Otherwise a computer enthusiast sees lot of potential in this system. My typical console workflow consists of following steps:
- Start the game console (5 second)
- Connect it to the wifi network (10 seconds)
- Copy the files over SSH (90KB/s)
- Run commands over SSH
After dropping my public key to the card, it is a passwordless but secure workflow.
GCW 0 is a 32-bit MIPS Linux, with couple headturners:
- Instead of plastered over the whole system, the software is packaged as OPK -packages. To install, you copy them into an
apps/
directory. - I can do whatever I want with the console.
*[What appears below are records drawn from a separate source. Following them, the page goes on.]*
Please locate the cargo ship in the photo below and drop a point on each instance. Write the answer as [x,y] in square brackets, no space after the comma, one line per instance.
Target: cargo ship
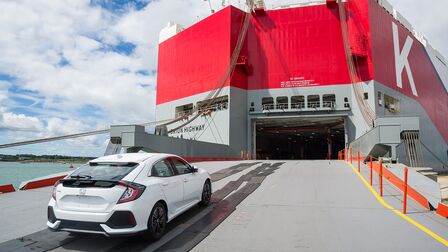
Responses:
[301,82]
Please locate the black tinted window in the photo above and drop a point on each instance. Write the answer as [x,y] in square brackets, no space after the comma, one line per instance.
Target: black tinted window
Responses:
[162,169]
[103,171]
[181,167]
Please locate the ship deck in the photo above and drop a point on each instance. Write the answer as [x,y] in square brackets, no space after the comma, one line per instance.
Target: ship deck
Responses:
[256,206]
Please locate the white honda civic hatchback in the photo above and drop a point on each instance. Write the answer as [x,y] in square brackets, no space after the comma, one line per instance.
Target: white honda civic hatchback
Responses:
[127,194]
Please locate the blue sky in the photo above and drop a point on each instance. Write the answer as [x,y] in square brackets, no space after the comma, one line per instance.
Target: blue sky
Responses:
[75,66]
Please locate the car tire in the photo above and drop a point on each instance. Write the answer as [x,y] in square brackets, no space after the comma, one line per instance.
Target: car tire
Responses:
[156,223]
[206,194]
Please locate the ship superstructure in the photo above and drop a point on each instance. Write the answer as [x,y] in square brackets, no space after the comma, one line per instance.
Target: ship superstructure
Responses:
[306,83]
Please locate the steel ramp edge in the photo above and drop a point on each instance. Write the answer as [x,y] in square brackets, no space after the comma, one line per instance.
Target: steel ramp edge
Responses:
[398,212]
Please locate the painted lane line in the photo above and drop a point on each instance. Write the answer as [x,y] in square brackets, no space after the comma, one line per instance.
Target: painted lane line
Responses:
[399,213]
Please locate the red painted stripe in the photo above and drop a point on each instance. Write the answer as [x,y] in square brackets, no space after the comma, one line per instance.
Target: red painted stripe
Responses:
[7,188]
[397,182]
[292,47]
[202,159]
[442,210]
[41,183]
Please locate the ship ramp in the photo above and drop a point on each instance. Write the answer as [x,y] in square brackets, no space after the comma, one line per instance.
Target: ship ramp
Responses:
[257,206]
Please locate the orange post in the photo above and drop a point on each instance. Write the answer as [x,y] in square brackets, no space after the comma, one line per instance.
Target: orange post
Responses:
[359,162]
[405,190]
[371,167]
[351,155]
[381,178]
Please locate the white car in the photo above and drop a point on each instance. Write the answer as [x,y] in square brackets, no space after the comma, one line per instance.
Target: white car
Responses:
[127,194]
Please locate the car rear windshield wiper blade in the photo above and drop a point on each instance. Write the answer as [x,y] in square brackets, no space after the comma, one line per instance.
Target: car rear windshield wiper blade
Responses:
[81,176]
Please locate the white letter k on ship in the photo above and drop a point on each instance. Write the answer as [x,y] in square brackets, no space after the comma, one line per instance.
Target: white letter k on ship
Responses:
[401,59]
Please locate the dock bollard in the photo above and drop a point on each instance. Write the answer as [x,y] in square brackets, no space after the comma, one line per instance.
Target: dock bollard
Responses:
[405,190]
[371,167]
[380,174]
[359,162]
[351,155]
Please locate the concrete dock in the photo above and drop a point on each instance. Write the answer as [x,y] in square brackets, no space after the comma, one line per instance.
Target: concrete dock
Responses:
[257,206]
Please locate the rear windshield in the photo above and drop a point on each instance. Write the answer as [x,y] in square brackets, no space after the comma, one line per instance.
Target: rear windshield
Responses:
[103,171]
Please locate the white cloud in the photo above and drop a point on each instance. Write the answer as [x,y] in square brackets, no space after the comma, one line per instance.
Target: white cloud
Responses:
[427,17]
[14,121]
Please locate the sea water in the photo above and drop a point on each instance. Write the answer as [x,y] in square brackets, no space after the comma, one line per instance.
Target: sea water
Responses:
[15,172]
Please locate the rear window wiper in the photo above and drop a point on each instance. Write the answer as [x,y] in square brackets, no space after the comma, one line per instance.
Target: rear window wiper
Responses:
[81,177]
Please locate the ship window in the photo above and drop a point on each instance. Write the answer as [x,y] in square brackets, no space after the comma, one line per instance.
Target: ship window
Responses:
[380,99]
[184,110]
[313,101]
[219,103]
[267,103]
[282,102]
[329,100]
[298,102]
[391,103]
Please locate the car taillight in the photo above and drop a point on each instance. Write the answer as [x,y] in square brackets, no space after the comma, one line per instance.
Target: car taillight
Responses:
[132,192]
[53,194]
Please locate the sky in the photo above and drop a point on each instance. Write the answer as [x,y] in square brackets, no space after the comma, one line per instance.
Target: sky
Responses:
[70,66]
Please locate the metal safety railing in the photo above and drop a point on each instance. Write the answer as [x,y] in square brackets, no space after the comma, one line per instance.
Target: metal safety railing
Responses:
[377,166]
[299,105]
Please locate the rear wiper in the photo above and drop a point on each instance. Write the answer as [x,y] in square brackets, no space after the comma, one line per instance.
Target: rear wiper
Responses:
[81,177]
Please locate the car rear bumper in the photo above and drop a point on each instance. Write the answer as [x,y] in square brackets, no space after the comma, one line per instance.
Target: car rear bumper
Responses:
[117,222]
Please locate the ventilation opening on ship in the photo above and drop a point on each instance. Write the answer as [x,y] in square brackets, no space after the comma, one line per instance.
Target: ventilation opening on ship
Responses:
[299,138]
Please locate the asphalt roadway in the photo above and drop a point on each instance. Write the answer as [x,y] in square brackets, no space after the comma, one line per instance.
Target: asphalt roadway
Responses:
[256,206]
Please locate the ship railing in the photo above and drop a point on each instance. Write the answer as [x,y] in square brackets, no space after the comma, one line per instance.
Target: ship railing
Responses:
[182,113]
[298,105]
[214,107]
[328,104]
[282,106]
[313,104]
[268,106]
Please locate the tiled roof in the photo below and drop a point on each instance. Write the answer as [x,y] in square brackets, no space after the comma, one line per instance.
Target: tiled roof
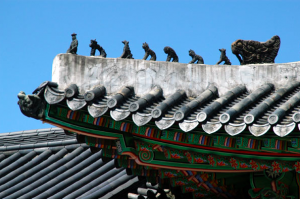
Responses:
[264,110]
[47,163]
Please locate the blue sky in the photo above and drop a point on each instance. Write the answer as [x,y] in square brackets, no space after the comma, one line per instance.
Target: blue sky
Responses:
[34,32]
- It starts up faster than I anticipate, something to do with MIPS probably.
- The "firmware" is filled up with useful libraries.
- You can actually publish using pygame on this platform, without any kind of trouble. The script just runs.
- There's $HOME/.program -directory to store config and writable data for a program. According to porting guidelines.
- The platform doesn't have a graphics driver blob. It's all open source.
- The cross-porting development kit allows me to port whatever software. For example, I'm writing a compiler frontend to LLVM which is able to produce gcw0 -binaries.
- It's a generic purpose computer that fits into my pocket.
- The battery seems to hold for hours before it requires a charge. It is about to need it's third recharge this week, and I've been playing a lot.
The thing has an OTG USB port. This and the HDMI port doesn't entirely work because the drivers aren't complete yet. The hardware couldn't drive separate outputs on the HDMI and front screen at the same time. But the USB port is interesting. Once it is working, you could connect different peripherals to that port. Peek inside USB memory stick, connect an instrument or draw with a wacom tablet.
Otherwise everything would seem to work. There's not been surprises that'd have pissed me off. You can, by the way, access rumble and g-sensor on the board from the libsdl2.
Now to the bad things
First of all this thing attracts my kind of people who love to tinker and thinker around. Someone might consider that as a bad thing alone. There's an ugly CE -sticker in the bottom. I remember they mentioned it in the kickstarter. But it sure is ugly! Getting uglier all the time.
The user-interface is a bit inconsistent between games. Some of the commands use weird button bindings. Friend wondered why SELECT and START did something entirely else than what read on them. Start doesn't always return to the main menu. Fortunately, there's a reliable way to get back to the menu.
Display is 320x240. Seems to cover about same area as 320x240 on my 22" desktop screen. You're looking closer though, so it could be twice as large.
Mostly concerning is the quality of the input buttons. This is a gaming device after all. When I got it, the D-pad required lots of pressure to press right. Also some buttons sticked down few times. The shoulder buttons have insymmetric feedback.
The D-pad seems to have a permanent horrible screaking. They say the silicon lubricant will fix it. Nothing fixes the annoying audible clicks that come from the SELECT/START. They're microswitches.